[QUOTE=mswas]
So let me know what the pennance should be? How many lifetimes should I suffer for what I had no control over? I’m willing to elect a black man to be President, because I think he is the most qualified candidate afield. He is saying a lot of what I want to hear from a candidate black or white. That’s not enough? How much shame should I feel? How much trauma is sufficient?
[/QUOTE]
You should feel guilty for zero seconds. I want you to undertake no pennance. You should suffer for no lifetimes. You should feel no shame. Zero trauma is sufficient.
You think I tried to explain why there are such things as “black churches” to make you feel guilty or make you suffer? Really?
Black churches weren’t founded to make you feel guilty or to make you suffer, they weren’t founded to give you a taste of your own medicine to see how you liked it, they weren’t founded to exclude you. They were founded a long time ago for particular reasons, and they weren’t disbanded in 1965 directly after the civil rights acts were passed, because, get this, black people still weren’t welcome in many white churches in 1965. Even though de jure segregation was made illegal in the 1960s, that still didn’t end individual racism, or de facto segregation.
Wright was a pastor of a historically black church, a church that had no reason to be ashamed of its historically black status, a church that did not exclude white people. There probably aren’t many white churches today in 2008 that would go out of their way to purposefully exclude blacks, although they do exist, just like black supremacist churches actually do exist.

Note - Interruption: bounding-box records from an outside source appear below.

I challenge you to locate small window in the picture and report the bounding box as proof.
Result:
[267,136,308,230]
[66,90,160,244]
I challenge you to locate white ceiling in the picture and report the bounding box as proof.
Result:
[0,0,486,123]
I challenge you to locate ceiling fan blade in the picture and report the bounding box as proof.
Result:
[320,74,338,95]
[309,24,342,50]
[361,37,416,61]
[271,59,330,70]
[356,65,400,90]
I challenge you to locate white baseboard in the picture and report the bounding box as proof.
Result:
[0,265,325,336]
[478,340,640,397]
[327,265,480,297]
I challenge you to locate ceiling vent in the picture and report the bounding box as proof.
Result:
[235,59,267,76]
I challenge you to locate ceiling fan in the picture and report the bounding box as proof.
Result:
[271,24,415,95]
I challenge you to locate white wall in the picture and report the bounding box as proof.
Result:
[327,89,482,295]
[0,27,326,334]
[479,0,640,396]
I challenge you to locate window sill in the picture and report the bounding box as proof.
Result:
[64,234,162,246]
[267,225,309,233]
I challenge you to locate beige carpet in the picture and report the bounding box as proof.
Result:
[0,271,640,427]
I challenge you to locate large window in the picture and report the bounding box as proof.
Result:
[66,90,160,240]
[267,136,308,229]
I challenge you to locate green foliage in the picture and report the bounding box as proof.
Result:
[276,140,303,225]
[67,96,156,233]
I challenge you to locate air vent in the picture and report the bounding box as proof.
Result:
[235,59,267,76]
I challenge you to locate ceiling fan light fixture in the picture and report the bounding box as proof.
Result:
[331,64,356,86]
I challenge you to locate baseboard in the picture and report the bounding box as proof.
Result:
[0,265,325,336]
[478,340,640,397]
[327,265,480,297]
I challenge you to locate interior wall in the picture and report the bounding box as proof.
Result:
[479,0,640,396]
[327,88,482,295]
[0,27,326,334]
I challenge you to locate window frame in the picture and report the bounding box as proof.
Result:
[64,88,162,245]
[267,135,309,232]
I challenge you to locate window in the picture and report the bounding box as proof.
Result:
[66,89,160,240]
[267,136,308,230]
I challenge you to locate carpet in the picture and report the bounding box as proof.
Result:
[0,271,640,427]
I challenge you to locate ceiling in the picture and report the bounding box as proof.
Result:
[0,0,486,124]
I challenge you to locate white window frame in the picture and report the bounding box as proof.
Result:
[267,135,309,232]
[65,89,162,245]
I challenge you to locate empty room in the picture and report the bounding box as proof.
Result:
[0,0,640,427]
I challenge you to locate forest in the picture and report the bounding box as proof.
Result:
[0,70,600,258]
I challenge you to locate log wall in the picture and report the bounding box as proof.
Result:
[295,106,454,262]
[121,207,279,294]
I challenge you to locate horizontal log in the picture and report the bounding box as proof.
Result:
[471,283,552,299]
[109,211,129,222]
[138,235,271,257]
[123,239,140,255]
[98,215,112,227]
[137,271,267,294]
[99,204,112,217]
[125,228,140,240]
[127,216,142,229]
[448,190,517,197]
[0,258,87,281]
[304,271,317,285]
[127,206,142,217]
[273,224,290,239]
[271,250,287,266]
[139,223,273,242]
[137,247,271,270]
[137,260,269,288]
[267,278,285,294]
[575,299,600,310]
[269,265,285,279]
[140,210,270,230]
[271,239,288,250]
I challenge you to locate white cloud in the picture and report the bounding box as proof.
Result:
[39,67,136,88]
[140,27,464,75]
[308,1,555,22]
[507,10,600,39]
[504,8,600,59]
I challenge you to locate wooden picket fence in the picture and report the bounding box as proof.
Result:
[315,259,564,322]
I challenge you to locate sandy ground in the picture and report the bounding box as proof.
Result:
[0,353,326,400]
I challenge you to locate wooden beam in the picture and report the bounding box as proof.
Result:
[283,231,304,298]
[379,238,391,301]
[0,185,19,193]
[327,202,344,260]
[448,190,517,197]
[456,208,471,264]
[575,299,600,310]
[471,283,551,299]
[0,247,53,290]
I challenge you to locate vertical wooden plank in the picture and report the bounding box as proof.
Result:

So why do most blacks go to black churches, here at this late date of 2008? Because most churchgoing blacks are already members of a church, and those churches tend to be overwhelmingly historically black, because those are the churches they’ve went to since they were kids, because most people go to the churches that their parents went to. Should a black family leave the church they grew up in and go to a majority white church, just because nowadays that white church wouldn’t purposefully make them feel unwelcome? Is it racist to keep going to the church you’ve always went to?
So what do I think you should do with your new-found awareness? Nothing, except don’t complain that black churches, black colleges, black restaurants, black magazines, and black neighborhoods exist. All I’d like you do do is not be racist yourself, and if other people are racist and it won’t get you in trouble, call them on their racism. In other words, don’t be a jerk. It’s not complicated.